Malattia di Pompe: test su goccia di sangue secco per screening neonatale

L’introduzione di test di rischio per la malattia di Pompe all’interno di un più ampio programma di screening neonatale può portare a immediati benefici per i pazienti a livello di diagnosi tempestiva. A sottolinearlo è un team di ricercatori guidato da Zoltan Lukacs, dell’University Medical Center di Amburgo, in Germania, che ha pubblicato uno studio dall’International Journal of Neonatal Screening.
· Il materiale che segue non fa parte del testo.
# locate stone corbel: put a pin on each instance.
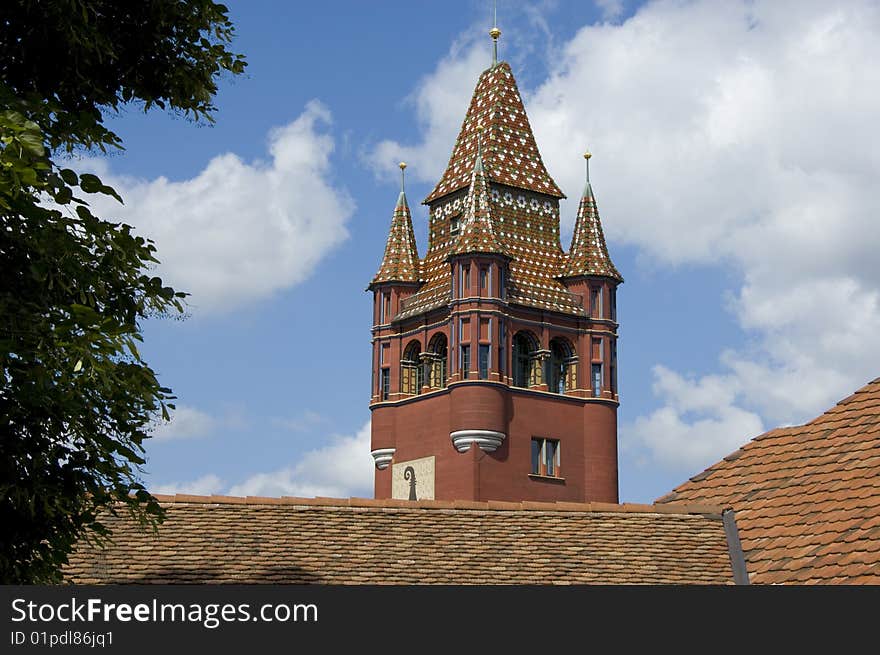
(382, 457)
(487, 440)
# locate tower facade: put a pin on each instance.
(495, 355)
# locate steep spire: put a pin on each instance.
(477, 234)
(510, 154)
(401, 260)
(588, 254)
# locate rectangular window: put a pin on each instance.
(386, 383)
(596, 302)
(613, 364)
(484, 361)
(502, 341)
(545, 457)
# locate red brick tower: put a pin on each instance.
(494, 357)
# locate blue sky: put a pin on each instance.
(735, 161)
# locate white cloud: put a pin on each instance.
(305, 421)
(341, 469)
(186, 423)
(739, 134)
(698, 423)
(240, 231)
(611, 9)
(440, 100)
(206, 485)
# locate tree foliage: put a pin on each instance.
(77, 400)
La malattia di Pompe è un disturbo genetico dovuto a deficit dell’enzima lisosomiale acido-α-glucosidasi (GAA), che determina un accumulo di glicogeno lisosomiale specialmente a livello di cuore, apparato scheletrico, muscolatura liscia e sistema nervoso. La patologia rara viene generalmente classificata, in base all’età di insorgenza, in infantile (IOPD), quando si manifesta nel primo anno di vita, o tardiva (LOPD), quando si presenta più tardi.

Nello studio, i ricercatori hanno analizzato 13.627 campioni, che erano gocce di sangue secco, valutando il deficit di GAA. I test sono stati condotti su pazienti che avevano una malattia di origine sconosciuta associata, per esempio, ad aumento dei livelli di creatinin chinasi (CK) o cardiomiopatia. In media, l’8% dei campioni ha mostrato attività enzimatica inferiore al range di riferimento, per cui i soggetti sono stati ulteriormente valutati con la misurazione dell’attività di un altro enzima o con l’analisi genetica molecolare.

Secondo gli autori, infine, le condizioni pre-analitiche, come il corretto essiccamento dei campioni, sono di grande importanza per l’attività enzimatica, per questo i laboratori dovrebbero prestare le dovute attenzioni.

Fonte: International Journal of Neonatal Screening.